Friday, April 15 1865
Dear diary,
I am ashamed of myself. The guilt that I feel in the bottom of my heart is unbearable. I could have been a hero. Oh all I had to do was stop him. Him ran right by me, I was so clueless. Bang. I heard screams, I looked up to my right. A man jumps down into the crowd from the president’s box. I still heard screaming from there. I was confused, is it part of the show? Is the president safe? The man ran right by me, I heard him say “I’ve done it!” I pondered what he had done, and then I heard it. “The president has been shot!” I quickly realized what had happened but it was too late. Oh if only I had known seconds before. He escaped, I wonder where he would have gone. There’s no way he could escape Washington. Or so I thought. He escaped, and I feel it is all because of me.

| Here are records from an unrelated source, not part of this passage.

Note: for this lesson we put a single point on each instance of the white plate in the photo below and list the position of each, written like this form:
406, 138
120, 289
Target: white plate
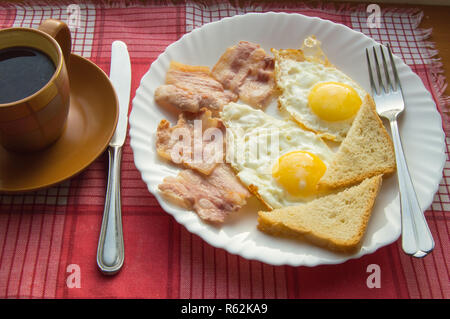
420, 125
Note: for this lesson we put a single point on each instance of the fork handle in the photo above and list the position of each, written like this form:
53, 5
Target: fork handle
416, 236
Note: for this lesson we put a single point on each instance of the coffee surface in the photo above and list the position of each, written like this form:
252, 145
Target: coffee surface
23, 71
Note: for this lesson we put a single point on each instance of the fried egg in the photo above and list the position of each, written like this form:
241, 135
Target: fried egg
318, 95
280, 162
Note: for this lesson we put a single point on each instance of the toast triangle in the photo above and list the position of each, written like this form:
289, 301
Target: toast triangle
336, 221
366, 151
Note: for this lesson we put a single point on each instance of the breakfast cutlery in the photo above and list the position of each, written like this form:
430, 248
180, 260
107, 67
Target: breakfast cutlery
388, 95
110, 251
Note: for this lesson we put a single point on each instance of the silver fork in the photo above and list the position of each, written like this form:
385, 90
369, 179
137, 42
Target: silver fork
388, 95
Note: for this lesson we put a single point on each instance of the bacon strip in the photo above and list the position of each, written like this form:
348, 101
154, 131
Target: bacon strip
190, 88
213, 197
247, 70
210, 150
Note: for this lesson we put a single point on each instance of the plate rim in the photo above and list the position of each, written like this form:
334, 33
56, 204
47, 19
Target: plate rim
288, 260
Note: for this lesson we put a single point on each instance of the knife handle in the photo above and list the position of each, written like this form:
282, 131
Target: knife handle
110, 251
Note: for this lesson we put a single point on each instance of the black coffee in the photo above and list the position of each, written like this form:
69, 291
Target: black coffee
23, 71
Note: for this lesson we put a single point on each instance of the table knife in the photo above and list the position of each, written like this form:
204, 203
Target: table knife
110, 251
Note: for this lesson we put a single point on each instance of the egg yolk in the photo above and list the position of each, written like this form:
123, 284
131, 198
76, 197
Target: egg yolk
333, 101
299, 172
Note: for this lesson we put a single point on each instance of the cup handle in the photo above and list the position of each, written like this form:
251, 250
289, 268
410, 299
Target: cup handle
61, 33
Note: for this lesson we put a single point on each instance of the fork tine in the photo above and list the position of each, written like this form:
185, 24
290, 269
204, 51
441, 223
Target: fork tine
386, 71
377, 67
394, 69
369, 65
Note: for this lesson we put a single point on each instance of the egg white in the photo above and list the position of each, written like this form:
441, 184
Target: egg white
255, 141
296, 79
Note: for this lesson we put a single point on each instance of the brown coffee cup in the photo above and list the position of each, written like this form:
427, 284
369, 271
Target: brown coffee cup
38, 120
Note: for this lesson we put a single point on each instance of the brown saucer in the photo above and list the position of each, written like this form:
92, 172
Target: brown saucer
91, 123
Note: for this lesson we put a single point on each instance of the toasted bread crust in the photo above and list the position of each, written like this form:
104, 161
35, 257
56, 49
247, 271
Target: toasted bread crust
278, 223
335, 177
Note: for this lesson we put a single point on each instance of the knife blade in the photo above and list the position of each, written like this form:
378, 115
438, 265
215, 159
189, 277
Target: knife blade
110, 251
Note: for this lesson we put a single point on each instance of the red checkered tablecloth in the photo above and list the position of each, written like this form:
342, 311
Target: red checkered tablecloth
48, 236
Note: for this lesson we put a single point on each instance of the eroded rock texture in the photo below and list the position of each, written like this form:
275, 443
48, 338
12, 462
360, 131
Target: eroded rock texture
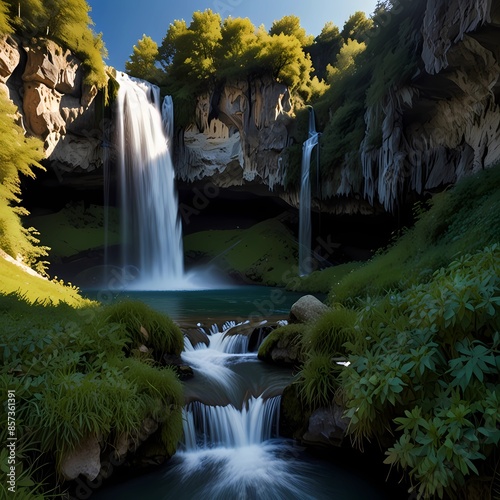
46, 83
440, 127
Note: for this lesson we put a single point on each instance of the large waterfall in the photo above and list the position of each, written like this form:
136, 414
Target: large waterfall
151, 229
305, 260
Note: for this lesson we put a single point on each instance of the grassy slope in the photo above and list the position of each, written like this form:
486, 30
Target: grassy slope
35, 288
75, 229
264, 253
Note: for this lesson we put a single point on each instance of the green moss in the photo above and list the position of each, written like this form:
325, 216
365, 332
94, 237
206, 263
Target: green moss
463, 219
330, 332
145, 326
322, 281
72, 377
318, 381
289, 335
263, 254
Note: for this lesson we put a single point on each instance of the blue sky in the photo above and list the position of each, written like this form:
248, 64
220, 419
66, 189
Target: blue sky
123, 22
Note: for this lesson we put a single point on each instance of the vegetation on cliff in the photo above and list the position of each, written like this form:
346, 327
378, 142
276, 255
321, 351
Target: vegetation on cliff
85, 372
419, 325
65, 21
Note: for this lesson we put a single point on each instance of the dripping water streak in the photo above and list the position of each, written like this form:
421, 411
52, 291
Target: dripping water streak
305, 262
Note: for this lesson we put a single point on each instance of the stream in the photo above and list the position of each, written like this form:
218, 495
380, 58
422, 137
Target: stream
232, 448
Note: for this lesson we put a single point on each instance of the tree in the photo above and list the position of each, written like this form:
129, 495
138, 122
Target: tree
290, 25
238, 47
142, 63
345, 59
4, 19
18, 154
325, 48
357, 27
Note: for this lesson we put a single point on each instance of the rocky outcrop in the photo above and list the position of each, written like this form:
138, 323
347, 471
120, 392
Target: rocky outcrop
46, 82
307, 309
238, 136
84, 459
430, 132
444, 124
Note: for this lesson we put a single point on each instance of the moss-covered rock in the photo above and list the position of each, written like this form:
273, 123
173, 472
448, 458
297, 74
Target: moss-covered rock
264, 254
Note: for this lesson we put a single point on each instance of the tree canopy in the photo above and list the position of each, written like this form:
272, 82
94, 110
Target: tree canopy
142, 63
18, 155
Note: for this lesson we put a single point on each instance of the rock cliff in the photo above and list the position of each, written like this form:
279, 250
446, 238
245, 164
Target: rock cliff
436, 129
46, 83
238, 136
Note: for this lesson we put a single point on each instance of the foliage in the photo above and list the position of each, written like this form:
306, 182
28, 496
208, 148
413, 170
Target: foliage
265, 253
72, 378
463, 219
427, 359
18, 154
325, 48
142, 63
330, 332
145, 326
199, 57
289, 335
318, 380
356, 27
5, 26
290, 25
66, 22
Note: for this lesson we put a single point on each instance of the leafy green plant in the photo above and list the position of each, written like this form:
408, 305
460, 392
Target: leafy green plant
318, 380
424, 365
330, 332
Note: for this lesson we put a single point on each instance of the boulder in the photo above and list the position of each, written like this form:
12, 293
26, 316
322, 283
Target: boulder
84, 460
326, 426
307, 309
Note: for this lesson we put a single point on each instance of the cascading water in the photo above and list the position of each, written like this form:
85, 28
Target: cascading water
305, 262
231, 447
151, 229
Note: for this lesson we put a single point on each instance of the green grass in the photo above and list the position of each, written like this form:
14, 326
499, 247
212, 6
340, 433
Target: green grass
289, 337
77, 373
35, 288
322, 281
461, 220
75, 229
264, 253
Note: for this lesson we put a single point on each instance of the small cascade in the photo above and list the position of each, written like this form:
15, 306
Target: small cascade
227, 426
305, 261
151, 229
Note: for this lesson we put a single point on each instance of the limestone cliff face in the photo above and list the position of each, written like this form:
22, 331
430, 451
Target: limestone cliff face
46, 83
238, 136
445, 124
440, 127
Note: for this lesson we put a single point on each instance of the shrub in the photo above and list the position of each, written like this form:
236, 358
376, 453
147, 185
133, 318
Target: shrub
318, 381
330, 332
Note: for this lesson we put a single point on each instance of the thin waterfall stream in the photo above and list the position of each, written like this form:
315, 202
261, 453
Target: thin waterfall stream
305, 230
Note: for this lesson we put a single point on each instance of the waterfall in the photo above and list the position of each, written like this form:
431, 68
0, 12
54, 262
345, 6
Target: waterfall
227, 426
305, 261
151, 229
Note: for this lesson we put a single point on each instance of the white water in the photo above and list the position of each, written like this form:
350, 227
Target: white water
232, 451
305, 260
151, 228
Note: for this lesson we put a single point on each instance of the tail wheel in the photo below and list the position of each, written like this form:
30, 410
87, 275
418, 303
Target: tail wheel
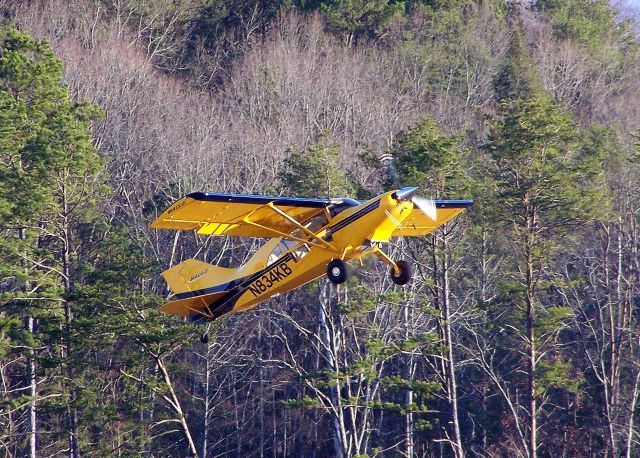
405, 273
337, 271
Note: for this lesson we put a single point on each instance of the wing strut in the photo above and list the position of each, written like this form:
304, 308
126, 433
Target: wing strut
322, 242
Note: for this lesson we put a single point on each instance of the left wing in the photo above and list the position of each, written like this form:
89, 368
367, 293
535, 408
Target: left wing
417, 223
240, 215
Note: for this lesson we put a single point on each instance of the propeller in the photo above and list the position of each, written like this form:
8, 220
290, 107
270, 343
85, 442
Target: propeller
427, 206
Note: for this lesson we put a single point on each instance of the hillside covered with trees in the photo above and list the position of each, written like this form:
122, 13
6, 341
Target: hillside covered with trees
520, 332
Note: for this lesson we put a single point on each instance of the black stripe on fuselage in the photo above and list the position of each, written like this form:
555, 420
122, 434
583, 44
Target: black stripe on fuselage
225, 303
357, 215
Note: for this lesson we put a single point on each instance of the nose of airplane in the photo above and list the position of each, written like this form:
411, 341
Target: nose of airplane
404, 194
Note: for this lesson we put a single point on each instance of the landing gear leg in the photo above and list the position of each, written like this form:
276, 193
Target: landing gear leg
400, 272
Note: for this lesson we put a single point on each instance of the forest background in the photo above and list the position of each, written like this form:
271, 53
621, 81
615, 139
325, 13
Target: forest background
520, 333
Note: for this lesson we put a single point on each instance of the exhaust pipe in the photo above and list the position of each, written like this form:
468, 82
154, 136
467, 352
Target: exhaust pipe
404, 194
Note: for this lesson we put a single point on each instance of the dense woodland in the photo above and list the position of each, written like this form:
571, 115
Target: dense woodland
520, 332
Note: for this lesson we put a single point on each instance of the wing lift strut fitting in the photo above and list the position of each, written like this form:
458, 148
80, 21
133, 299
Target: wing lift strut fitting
318, 241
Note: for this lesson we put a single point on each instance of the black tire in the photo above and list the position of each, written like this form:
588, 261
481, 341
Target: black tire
405, 273
337, 271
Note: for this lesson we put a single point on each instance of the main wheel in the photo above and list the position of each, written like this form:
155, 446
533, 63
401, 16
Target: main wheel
405, 273
337, 271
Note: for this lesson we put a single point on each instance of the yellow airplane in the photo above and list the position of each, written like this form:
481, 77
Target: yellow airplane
308, 238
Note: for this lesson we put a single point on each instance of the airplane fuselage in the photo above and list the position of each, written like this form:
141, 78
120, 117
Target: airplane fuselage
283, 264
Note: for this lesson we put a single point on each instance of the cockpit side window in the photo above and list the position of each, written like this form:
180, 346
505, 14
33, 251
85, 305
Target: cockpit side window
342, 206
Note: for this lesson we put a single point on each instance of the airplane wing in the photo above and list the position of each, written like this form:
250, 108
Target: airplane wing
418, 223
240, 215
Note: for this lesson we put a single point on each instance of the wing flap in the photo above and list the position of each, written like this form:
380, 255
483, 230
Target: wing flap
186, 307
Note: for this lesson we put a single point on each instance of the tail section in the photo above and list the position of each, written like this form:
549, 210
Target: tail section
195, 283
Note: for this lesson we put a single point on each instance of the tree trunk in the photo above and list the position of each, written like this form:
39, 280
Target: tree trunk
452, 387
531, 340
337, 425
178, 408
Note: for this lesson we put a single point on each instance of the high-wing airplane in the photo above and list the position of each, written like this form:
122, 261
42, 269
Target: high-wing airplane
307, 238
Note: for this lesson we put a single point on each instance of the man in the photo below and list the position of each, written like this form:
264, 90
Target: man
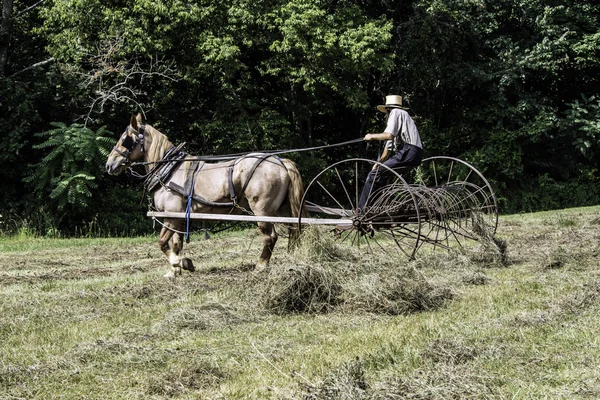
403, 150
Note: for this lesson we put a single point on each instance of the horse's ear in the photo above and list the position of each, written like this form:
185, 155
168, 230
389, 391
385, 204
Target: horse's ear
133, 122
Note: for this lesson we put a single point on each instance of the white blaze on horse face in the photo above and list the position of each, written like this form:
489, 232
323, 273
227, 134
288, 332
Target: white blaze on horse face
174, 259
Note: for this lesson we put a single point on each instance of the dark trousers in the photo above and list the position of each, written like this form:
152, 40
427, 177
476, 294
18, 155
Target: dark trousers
405, 159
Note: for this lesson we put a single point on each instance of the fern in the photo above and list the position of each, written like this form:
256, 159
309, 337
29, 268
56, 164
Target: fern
73, 161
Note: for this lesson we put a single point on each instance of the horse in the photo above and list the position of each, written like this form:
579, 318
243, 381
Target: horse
259, 182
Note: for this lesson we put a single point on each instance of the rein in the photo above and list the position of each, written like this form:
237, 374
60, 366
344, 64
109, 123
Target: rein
234, 156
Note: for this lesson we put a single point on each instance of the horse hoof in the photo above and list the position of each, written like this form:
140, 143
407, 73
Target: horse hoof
170, 275
187, 264
261, 267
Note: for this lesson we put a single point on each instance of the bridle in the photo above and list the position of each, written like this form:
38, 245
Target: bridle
129, 143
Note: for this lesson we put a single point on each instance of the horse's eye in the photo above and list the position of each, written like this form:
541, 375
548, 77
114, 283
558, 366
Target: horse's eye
128, 143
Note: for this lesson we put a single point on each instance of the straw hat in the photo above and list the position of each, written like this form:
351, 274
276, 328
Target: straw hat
391, 101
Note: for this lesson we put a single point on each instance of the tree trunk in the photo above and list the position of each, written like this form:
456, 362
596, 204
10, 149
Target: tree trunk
5, 24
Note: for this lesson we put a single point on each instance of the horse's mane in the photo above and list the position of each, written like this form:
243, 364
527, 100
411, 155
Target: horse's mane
158, 146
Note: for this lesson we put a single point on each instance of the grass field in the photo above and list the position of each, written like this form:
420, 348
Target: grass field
95, 319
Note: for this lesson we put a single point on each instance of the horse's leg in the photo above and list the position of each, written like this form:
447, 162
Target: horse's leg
171, 244
269, 240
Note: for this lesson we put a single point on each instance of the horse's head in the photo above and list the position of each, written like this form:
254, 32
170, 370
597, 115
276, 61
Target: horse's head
129, 148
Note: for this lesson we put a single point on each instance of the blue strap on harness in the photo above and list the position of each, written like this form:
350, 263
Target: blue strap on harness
188, 210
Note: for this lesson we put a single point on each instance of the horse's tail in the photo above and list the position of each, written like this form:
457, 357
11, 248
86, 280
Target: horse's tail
296, 188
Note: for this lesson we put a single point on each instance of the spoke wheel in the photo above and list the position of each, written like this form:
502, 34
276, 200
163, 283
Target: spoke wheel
391, 224
460, 204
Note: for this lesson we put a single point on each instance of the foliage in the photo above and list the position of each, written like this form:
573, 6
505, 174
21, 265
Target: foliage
511, 86
68, 172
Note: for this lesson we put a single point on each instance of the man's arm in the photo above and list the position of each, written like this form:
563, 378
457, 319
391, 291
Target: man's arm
378, 136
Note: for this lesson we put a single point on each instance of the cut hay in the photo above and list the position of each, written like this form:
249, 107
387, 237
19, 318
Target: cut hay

No one blamed me more than I blamed myself. I could have been a hero. I think back on what he said, and the way that he said it. He sounded so happy and accomplished. If only I could be like him. I have no one to talk to but myself. I have no one to be with but me. Me, myself and I. Alone. My wife died so long ago. I can’t take my mind off what he said.
I have just learned who the assassin is. John Wilkes Booth. My favorite actor. It keeps getting worse. How do I live with this guilt and depression? That is all I can think about.
My wife has died, all my friends are gone, and now it is my fault that my president is also dead. What do I have to live for. Diary, you are the only person I can talk to. And you’re not even a person. I have no one. I need something, anything. Maybe I will go to the pub, and drink away my problems. Would that really help. My problems will just come back. I can never escape.
I ponder why he feels so accomplished. I assume he is a confederate, a Unionist would never do such a thing. Though the war is over, what did Booth gain? There is no more Confederacy. The union has won. It must have just been for himself. The thing he did cannot change the war anymore. The war that we won. That I won. Though I still feel as if I have lost. The war changed many things, and most of them for the better. The war even changed me. I am different, I used to be so happy. No guilt or bad thoughts in my mind. Now, those are the only feelings and thoughts in my mind. I must go now, to the pub. UntilI I write again.